The National Collaborative on Childhood Obesity Research (NCCOR) has launched the Youth Compendium of Physical Activities to help childhood obesity and physical activity researchers and practitioners estimate the associated energy expenditure of a variety of activities in which youth participate. The Youth Compendium of Physical Activities provides measures of energy expenditure for 196 common youth activities including sedentary activities, standing activities, playing and participating in games, and walking and running.

The Youth Compendium is the culmination of a 5-year effort between NCCOR, the Centers for Disease Control and Prevention, the National Institutes of Health, and experts in the field of youth energy expenditure. The Youth Compendium represents the first in the field based entirely on youth data.
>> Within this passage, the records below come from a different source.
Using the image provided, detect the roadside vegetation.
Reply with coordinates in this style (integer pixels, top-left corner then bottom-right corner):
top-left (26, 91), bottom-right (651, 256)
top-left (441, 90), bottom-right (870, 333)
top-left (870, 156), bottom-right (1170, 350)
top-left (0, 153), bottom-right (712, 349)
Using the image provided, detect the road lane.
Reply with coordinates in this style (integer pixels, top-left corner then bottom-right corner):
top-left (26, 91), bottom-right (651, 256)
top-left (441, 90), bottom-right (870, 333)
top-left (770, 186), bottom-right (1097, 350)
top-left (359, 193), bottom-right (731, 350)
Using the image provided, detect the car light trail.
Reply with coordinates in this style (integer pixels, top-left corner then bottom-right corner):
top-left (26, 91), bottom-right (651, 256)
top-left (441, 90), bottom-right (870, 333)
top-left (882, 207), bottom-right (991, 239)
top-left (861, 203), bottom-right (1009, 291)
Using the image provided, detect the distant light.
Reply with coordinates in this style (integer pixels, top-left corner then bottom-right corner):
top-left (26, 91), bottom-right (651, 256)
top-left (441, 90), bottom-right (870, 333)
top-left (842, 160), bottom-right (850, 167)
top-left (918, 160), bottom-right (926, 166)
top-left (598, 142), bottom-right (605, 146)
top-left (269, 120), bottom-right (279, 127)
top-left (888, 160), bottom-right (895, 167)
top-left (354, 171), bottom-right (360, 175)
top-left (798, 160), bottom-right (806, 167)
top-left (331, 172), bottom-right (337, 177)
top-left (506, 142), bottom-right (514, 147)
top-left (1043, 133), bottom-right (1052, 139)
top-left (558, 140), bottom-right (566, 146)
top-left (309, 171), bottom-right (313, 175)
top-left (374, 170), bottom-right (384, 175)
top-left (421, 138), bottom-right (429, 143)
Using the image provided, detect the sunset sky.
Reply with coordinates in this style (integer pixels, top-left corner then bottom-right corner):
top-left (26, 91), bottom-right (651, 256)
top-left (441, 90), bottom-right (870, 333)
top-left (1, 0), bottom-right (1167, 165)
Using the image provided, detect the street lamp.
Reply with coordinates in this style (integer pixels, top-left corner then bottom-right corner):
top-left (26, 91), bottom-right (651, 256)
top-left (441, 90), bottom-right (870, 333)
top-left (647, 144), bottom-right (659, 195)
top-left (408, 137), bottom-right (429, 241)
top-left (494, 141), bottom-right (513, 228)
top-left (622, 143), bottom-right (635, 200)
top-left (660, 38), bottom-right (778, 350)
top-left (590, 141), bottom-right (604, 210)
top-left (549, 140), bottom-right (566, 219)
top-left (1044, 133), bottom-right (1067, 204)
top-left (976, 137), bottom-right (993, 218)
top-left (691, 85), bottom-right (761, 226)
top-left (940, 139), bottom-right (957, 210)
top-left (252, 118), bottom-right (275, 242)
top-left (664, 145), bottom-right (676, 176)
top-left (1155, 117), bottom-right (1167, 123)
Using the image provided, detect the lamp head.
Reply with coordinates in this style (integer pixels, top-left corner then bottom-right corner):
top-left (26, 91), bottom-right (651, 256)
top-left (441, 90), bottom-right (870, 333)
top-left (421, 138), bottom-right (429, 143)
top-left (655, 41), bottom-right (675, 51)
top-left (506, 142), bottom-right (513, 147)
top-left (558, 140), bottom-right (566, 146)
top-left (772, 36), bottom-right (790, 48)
Previous versions relied on energy cost of various physical activities in adults which were standardized into values for children. However, the energy costs of physical activity change as children grow and mature, making adult values inappropriate for youth.
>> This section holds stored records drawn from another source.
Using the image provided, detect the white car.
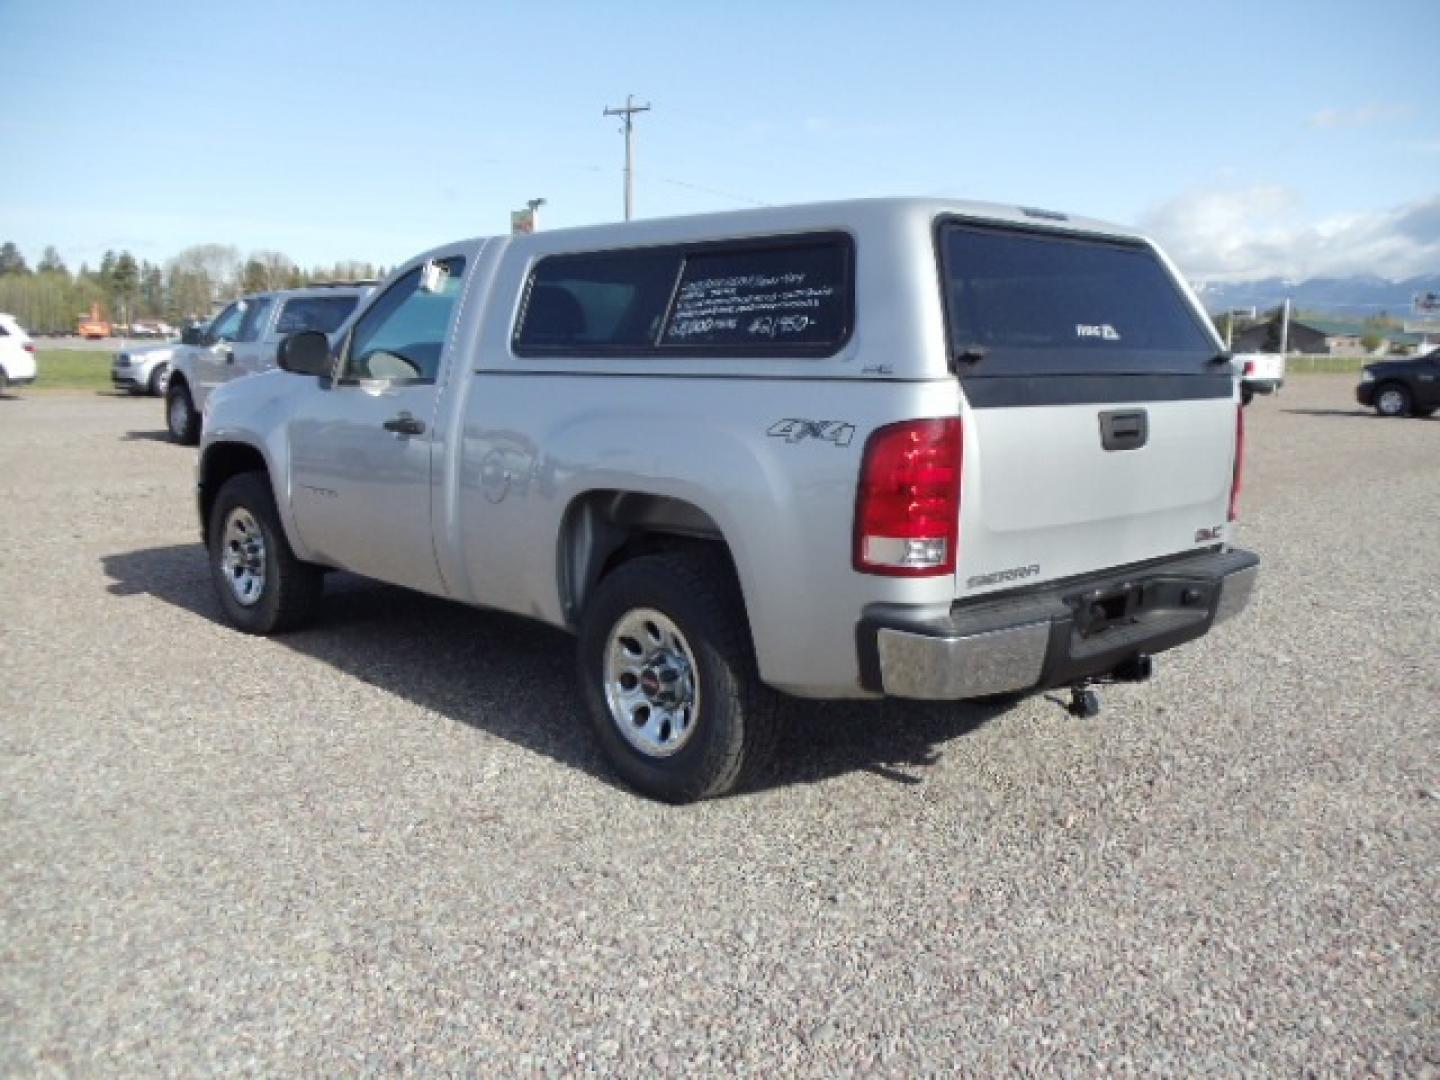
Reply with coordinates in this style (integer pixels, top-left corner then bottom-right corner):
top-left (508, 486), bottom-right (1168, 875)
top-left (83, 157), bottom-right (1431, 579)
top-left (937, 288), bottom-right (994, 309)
top-left (0, 313), bottom-right (38, 393)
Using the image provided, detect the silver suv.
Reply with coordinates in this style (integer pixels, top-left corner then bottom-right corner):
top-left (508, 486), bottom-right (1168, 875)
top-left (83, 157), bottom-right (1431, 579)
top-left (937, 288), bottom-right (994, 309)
top-left (164, 284), bottom-right (371, 444)
top-left (196, 198), bottom-right (1258, 801)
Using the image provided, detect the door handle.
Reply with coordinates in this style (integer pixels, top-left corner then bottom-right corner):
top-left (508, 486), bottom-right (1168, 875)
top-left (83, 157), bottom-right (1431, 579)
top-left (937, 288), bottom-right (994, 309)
top-left (1098, 409), bottom-right (1149, 451)
top-left (382, 414), bottom-right (425, 436)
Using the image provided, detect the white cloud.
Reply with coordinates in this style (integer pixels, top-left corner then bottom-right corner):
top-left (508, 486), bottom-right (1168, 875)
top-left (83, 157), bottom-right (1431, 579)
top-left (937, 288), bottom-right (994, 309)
top-left (1141, 187), bottom-right (1440, 282)
top-left (1308, 103), bottom-right (1409, 129)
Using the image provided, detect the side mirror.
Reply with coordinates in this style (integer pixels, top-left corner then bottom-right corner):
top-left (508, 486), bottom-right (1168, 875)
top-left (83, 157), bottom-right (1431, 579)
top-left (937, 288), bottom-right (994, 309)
top-left (277, 330), bottom-right (332, 376)
top-left (180, 326), bottom-right (204, 346)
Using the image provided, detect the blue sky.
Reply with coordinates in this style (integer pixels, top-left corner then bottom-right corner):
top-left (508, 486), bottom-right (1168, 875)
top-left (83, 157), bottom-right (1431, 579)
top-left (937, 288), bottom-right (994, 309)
top-left (1, 0), bottom-right (1436, 281)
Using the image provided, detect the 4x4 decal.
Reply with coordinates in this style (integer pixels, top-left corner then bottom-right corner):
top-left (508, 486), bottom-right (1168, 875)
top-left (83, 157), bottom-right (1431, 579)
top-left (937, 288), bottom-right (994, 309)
top-left (767, 419), bottom-right (856, 447)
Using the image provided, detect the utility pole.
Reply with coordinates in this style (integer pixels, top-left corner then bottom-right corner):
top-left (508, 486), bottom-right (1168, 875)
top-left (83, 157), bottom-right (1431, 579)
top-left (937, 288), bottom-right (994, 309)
top-left (603, 94), bottom-right (651, 221)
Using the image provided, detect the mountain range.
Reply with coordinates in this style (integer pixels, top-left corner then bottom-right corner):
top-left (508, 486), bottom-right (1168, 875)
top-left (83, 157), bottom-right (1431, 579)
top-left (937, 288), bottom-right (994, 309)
top-left (1194, 273), bottom-right (1440, 319)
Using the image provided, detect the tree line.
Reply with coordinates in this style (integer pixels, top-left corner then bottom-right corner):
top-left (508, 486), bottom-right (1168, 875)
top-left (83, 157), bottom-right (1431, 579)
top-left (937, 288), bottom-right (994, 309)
top-left (0, 241), bottom-right (382, 335)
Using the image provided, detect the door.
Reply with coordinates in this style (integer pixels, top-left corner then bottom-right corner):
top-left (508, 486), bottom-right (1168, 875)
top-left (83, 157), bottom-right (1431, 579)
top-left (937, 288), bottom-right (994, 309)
top-left (938, 221), bottom-right (1237, 598)
top-left (192, 301), bottom-right (247, 407)
top-left (1417, 355), bottom-right (1440, 409)
top-left (287, 254), bottom-right (469, 595)
top-left (228, 297), bottom-right (274, 384)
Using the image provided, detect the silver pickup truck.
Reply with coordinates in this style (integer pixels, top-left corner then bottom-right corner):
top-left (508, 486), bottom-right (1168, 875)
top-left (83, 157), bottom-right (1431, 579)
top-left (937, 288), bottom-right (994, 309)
top-left (164, 284), bottom-right (370, 444)
top-left (198, 198), bottom-right (1258, 802)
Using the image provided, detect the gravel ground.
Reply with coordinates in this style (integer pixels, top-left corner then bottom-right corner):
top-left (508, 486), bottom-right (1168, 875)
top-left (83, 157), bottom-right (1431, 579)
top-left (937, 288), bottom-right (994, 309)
top-left (1, 379), bottom-right (1436, 1075)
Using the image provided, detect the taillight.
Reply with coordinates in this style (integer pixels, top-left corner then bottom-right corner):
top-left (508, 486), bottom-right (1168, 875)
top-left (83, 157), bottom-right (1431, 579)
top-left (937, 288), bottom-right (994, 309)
top-left (854, 417), bottom-right (962, 576)
top-left (1242, 360), bottom-right (1255, 376)
top-left (23, 343), bottom-right (35, 353)
top-left (1228, 404), bottom-right (1244, 522)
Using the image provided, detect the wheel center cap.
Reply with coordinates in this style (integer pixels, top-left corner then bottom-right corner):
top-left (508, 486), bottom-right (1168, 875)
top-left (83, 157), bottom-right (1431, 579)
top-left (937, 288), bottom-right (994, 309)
top-left (640, 670), bottom-right (662, 699)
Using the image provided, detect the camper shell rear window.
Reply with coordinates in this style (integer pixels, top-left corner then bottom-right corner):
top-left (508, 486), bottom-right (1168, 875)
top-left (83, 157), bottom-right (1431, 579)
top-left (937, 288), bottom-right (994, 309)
top-left (513, 233), bottom-right (854, 357)
top-left (937, 219), bottom-right (1217, 377)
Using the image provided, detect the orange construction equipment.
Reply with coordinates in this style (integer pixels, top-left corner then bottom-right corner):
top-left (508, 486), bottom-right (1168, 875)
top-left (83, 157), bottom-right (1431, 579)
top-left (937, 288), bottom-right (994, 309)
top-left (77, 303), bottom-right (111, 339)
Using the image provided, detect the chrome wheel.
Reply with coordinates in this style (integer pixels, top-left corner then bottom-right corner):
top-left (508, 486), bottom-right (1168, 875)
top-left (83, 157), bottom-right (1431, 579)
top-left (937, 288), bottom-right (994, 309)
top-left (220, 507), bottom-right (267, 606)
top-left (1377, 387), bottom-right (1406, 416)
top-left (168, 391), bottom-right (189, 435)
top-left (603, 608), bottom-right (700, 758)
The Youth Compendium of Physical Activities is designed for researchers, health care professionals, teachers, coaches, and fitness professionals alike. It can be used as a valuable resource for expressing energy expenditure by a variety of sectors including research, public health policy making, education, and programs which encourage physical activity in youth. The Youth Compendium is easy to search so users can find an activity of interest. Additionally, all the data files are available for download. The companion paper, with a complete description of methods and data sources, has been published in the journal Medicine & Science in Sports & Exercise.
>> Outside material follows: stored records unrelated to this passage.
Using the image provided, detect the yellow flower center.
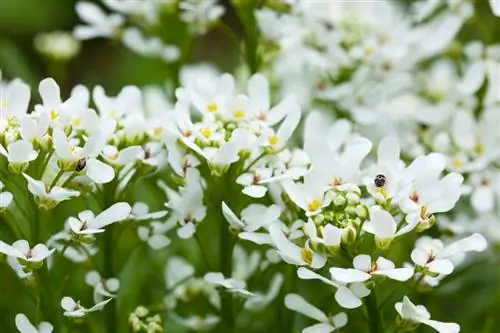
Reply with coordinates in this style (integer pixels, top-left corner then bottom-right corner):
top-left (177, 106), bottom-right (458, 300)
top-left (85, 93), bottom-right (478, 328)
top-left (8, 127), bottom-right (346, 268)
top-left (452, 157), bottom-right (463, 169)
top-left (50, 109), bottom-right (59, 120)
top-left (153, 127), bottom-right (163, 137)
top-left (71, 117), bottom-right (81, 127)
top-left (0, 99), bottom-right (8, 109)
top-left (268, 135), bottom-right (278, 146)
top-left (300, 248), bottom-right (313, 265)
top-left (200, 128), bottom-right (211, 139)
top-left (308, 199), bottom-right (322, 212)
top-left (207, 103), bottom-right (218, 113)
top-left (233, 110), bottom-right (245, 120)
top-left (474, 143), bottom-right (484, 156)
top-left (420, 205), bottom-right (429, 220)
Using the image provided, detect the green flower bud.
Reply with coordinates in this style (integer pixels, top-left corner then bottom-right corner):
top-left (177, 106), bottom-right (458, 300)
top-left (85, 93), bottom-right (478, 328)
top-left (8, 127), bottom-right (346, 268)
top-left (341, 224), bottom-right (357, 244)
top-left (346, 192), bottom-right (360, 206)
top-left (355, 204), bottom-right (369, 220)
top-left (333, 194), bottom-right (347, 210)
top-left (375, 237), bottom-right (393, 249)
top-left (8, 162), bottom-right (29, 174)
top-left (345, 206), bottom-right (357, 216)
top-left (323, 211), bottom-right (334, 222)
top-left (416, 215), bottom-right (435, 232)
top-left (313, 214), bottom-right (325, 225)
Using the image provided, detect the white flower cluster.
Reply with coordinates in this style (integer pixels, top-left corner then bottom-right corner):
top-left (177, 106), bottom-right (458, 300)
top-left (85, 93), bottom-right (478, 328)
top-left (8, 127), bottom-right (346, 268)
top-left (1, 0), bottom-right (499, 332)
top-left (73, 0), bottom-right (225, 63)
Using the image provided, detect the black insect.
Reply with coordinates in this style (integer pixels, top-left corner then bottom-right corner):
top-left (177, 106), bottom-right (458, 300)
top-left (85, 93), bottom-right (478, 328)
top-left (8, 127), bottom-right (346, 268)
top-left (75, 158), bottom-right (87, 172)
top-left (374, 174), bottom-right (386, 188)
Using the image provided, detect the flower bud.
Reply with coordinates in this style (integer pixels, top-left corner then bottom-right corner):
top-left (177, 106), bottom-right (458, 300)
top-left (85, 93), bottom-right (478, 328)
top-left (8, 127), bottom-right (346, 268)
top-left (416, 215), bottom-right (435, 232)
top-left (323, 211), bottom-right (335, 222)
top-left (345, 206), bottom-right (357, 216)
top-left (346, 192), bottom-right (360, 206)
top-left (341, 223), bottom-right (357, 245)
top-left (333, 194), bottom-right (347, 210)
top-left (375, 237), bottom-right (392, 250)
top-left (8, 162), bottom-right (29, 174)
top-left (313, 214), bottom-right (325, 225)
top-left (355, 204), bottom-right (368, 220)
top-left (396, 315), bottom-right (420, 331)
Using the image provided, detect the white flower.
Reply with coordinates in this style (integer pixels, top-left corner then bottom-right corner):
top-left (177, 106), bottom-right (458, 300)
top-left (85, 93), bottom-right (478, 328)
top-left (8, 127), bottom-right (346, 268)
top-left (204, 272), bottom-right (254, 298)
top-left (68, 202), bottom-right (131, 238)
top-left (19, 112), bottom-right (50, 144)
top-left (222, 202), bottom-right (280, 232)
top-left (85, 271), bottom-right (120, 303)
top-left (137, 220), bottom-right (174, 250)
top-left (245, 274), bottom-right (283, 310)
top-left (23, 173), bottom-right (80, 210)
top-left (74, 2), bottom-right (124, 40)
top-left (303, 219), bottom-right (342, 249)
top-left (403, 172), bottom-right (463, 229)
top-left (52, 126), bottom-right (115, 184)
top-left (15, 313), bottom-right (53, 333)
top-left (164, 170), bottom-right (206, 239)
top-left (297, 267), bottom-right (370, 309)
top-left (0, 180), bottom-right (13, 209)
top-left (363, 206), bottom-right (416, 247)
top-left (364, 136), bottom-right (404, 201)
top-left (102, 145), bottom-right (143, 167)
top-left (450, 109), bottom-right (500, 171)
top-left (61, 296), bottom-right (112, 317)
top-left (35, 78), bottom-right (86, 125)
top-left (236, 168), bottom-right (273, 198)
top-left (285, 294), bottom-right (348, 333)
top-left (92, 85), bottom-right (142, 120)
top-left (34, 31), bottom-right (81, 61)
top-left (304, 114), bottom-right (371, 187)
top-left (0, 240), bottom-right (54, 270)
top-left (269, 223), bottom-right (326, 269)
top-left (411, 233), bottom-right (487, 276)
top-left (165, 257), bottom-right (195, 290)
top-left (180, 0), bottom-right (225, 35)
top-left (183, 72), bottom-right (234, 116)
top-left (170, 313), bottom-right (219, 331)
top-left (0, 79), bottom-right (30, 120)
top-left (282, 170), bottom-right (330, 217)
top-left (0, 140), bottom-right (38, 165)
top-left (395, 296), bottom-right (460, 333)
top-left (330, 254), bottom-right (414, 284)
top-left (491, 0), bottom-right (500, 16)
top-left (122, 28), bottom-right (180, 62)
top-left (468, 171), bottom-right (497, 213)
top-left (129, 202), bottom-right (168, 221)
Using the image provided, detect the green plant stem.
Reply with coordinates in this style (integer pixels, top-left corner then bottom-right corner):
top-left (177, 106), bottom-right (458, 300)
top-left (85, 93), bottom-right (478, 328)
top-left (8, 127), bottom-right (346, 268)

“The Youth Compendium of Physical Activities is an invaluable resource for researchers and practitioners who want to assign metabolic equivalent (MET) values to activities performed by children and adolescents,” said Dr. Barbara Ainsworth, Associate Director and Professor, School of Nutrition and Health Promotion, Arizona State University. “The youth METs arise from laboratory tests of the energy cost of physical activities in four age groups. This increases the precision in identifying physical activity intensities in youth over previous reliance on adult METs.”

Learn more! Members of the Youth Energy Expenditure working group will be presenting on October 31, at The Obesity Society Annual Meeting held at the Gaylord National Resort & Convention Center, National Harbor, MD. NCCOR will also host a webinar on Wednesday, December 6, at 3:00 p.m. ET to provide an overview of the Youth Compendium of Physical Activities.